Contraf-CUT solicita prorrogação do prazo do Censo da Diversidade

Liberação tardia do acesso dos empregados da Caixa ao questionário de resposta motivou a solicitação

A Confederação Nacional dos Trabalhadores do Ramo Financeiro (Contraf-CUT) solicitou nesta segunda-feira (30) a prorrogação do prazo de resposta ao 3º Censo da Diversidade Bancária para, pelo menos, até o final de novembro. A solicitação se deu devido à adesão tardia da Caixa Econômica Federal ao Censo. O acesso dos empegados da Caixa ao questionário somente foi liberado na semana passada, após cobrança do Comando Nacional dos Bancários.

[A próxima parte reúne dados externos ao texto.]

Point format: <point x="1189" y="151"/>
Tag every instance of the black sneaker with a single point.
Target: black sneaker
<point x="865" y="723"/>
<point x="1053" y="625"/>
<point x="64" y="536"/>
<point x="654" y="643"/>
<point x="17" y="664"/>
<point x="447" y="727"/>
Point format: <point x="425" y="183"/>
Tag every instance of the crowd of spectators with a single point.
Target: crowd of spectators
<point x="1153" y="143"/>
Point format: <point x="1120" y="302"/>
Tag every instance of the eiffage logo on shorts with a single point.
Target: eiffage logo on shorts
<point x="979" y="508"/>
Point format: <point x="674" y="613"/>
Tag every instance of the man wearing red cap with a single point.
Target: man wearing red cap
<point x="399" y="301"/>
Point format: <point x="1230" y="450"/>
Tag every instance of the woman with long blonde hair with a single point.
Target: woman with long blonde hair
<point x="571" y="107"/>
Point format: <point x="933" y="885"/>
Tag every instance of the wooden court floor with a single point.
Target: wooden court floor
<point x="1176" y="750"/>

“É importante que o maior número possível de bancários e bancárias responda às perguntas do Censo. Quanto maior o número de respostas, maior a precisão dos dados sobre a realidade da diversidade nos bancos”, afirmou a presidenta Contraf-CUT e coordenadora do Comando Nacional dos Bancários, Juvandia Moreira. “Por isso, é fundamental garantir que o pessoal da Caixa tenha tempo suficiente para responder”, completou Juvandia, lamentando que a Caixa tenha impedido que seus empregados tenham respondido o censo desde o momento em que o questionário foi colocado à disposição para resposta no site da Federação Nacional dos Bancos (Fenaban).

O Censo

O levantamento é uma das conquistas da categoria na Mesa de Negociação com a Federação Nacional dos Bancos (Fenaban).

Foi criado com o objetivo de traçar o perfil da categoria bancária por gênero, orientação sexual, raça e pessoas com deficiência (PCDs), visando a promoção de políticas de inclusão e igualdade de oportunidades nos bancos.

Esta é a terceira edição do Censo. As duas anteriores foram realizadas em 2008 e 2014 e foram fundamentais para levantar o perfil do trabalhador bancário. Neste ano, além deste diagnóstico, a Contraf-CUT, federações e sindicatos que compõem o Comando Nacional dos Bancários, juntamente com a Fenaban, criaram uma campanha para aumentar entre os bancários a consciência da necessidade de ampliação da igualdade na categoria e eliminação dos preconceitos, levando os bancários a se tornarem agentes da diversidade, não apenas nos locais de trabalho, mas também em suas casas e demais ambientes sociais nos quais convivem.